Mani, en syriaque Mani hayyá (d’où la transcription grecque Manikhaios, « Mani le Vivant », ou Manês), naquit le 14 avril 215 ou 216 aux alentours de Séleucie-Ctésiphon, dans une famille proche du trône. Le codex d’Oxyrhynkhos a révélé que son père, Pâtik, originaire du sud de la Babylonie, venait d’adhérer à peu près à ce moment à la secte des elkasaïtes. Les adeptes de ce groupe ébionite d’origine judéo-chrétienne, fondé vers 100 apr. J.-C., s’abstenaient de vin, de viande et de tout commerce sexuel. Aucun doute n’est donc plus possible aujourd’hui : le manichéisme est à son origine une dissidence du judéo-christianisme.

Mani a grandi et vécu dans la secte elkasaïte pendant plus de vingt ans (de 219 à 240). Il lui a emprunté de nombreux éléments, même quand, par la suite, il se mit à la combattre. Les sources rapportent qu’il bénéficia de deux « visitations », l’une à douze ans, en 228, l’autre à vingt-quatre ans, en 240 ; ce dernier événement est considéré comme la date de naissance du manichéisme.

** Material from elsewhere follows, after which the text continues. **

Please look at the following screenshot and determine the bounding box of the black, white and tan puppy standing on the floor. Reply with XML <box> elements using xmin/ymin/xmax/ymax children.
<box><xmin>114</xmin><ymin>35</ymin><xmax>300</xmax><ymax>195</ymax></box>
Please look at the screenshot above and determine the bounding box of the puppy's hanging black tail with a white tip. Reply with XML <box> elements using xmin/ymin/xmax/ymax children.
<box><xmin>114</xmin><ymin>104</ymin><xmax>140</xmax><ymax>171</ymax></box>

Mani prétend alors revenir à l’authentique message d’Elkasaï et convertir la communauté elkasaïte. Il combat les prescriptions alimentaires et rejette le baptême. C’est tout à fait en conformité avec les idées elkasaïtes qu’il se considère alors comme la dernière incarnation du « vrai prophète » qui s’est manifesté avant lui en Adam, Enoch, Sem et Jésus, et même comme le « sceau des prophètes ». En cette attitude, il annonce l’islām et inaugure un mouvement de retour à la révélation primitive, retrouvée à chaque génération en face des infidèles.

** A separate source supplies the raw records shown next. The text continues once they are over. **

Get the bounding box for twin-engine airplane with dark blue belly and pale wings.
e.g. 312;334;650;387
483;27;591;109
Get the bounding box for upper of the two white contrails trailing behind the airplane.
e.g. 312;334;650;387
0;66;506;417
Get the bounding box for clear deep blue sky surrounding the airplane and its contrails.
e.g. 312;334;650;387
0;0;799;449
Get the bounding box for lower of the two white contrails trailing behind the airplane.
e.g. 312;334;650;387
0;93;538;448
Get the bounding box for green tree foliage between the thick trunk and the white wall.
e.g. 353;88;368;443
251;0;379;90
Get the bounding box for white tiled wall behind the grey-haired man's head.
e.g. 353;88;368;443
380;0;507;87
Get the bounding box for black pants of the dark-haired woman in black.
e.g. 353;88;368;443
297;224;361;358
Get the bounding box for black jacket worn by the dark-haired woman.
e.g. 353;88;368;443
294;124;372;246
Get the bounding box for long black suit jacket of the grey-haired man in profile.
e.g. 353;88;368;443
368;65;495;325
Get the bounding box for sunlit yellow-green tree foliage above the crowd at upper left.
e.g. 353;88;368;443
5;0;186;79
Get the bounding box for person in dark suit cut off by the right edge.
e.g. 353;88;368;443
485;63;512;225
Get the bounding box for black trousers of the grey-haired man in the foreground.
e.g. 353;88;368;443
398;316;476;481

Dans les deux « visitations », l’ordre d’annoncer un message aurait été donné à Mani par son « jumeau » (suzugos), son double céleste, son « moi lumineux », son ange protecteur, dont il fut séparé en venant au monde, mais avec lequel il sera identifié de nouveau un jour. Mani se disait appelé à libérer les étincelles de lumière dont les parcelles sont captives dans la matière. Au terme de sa mission, l’Esprit-Saint, le Paraclet devait trouver en lui sa manifestation corporelle. Mais cette prédication de caractère gnostique fut considérée comme une déviation « hellénique » par la secte elkasaïte. Mani dut la quitter, accompagné de son père et de deux disciples.

Il se rendit d’abord en Inde, au Touran, où il passa deux ans. Il revint à Ctésiphon au début du règne de Châhpuhr Ier, qui lui accorda sa protection. Il fit alors de nombreux disciples et organisa des missions dans tout l’Empire sassanide. Après la mort de Châhpuhr (272) et l’avènement de Bahrâm Ier (v. 273), le mazdéisme l’emporte, et les mages, en particulier le magupat Kirdîr, prennent Mani à partie : celui-ci est arrêté et jeté en prison. Commencent alors vingt-six jours d’épreuves qui constitueront la passion de l’Illuminateur ou, pour employer le terme reçu par les manichéens, bien qu’il n’y ait pas eu de mise en croix, sa « crucifixion ». Mani adresse un message d’adieu à son Église et meurt écorché vif en 277 (ou 274 ou 276). Les manichéens consignèrent le récit de ces événements (retour triomphal de Mani après sa dernière pérégrination ; entretien avec le geôlier ; visite du catéchumène Anoshak ; grande prière de Mani à tous les êtres célestes, auxquels il recommande son Église ; agonie en présence des disciples, qui se retirent porteurs de la « lettre du sceau » ; mort devant Uzzaï et deux justes) en des termes qui évoquent directement la passion du Christ.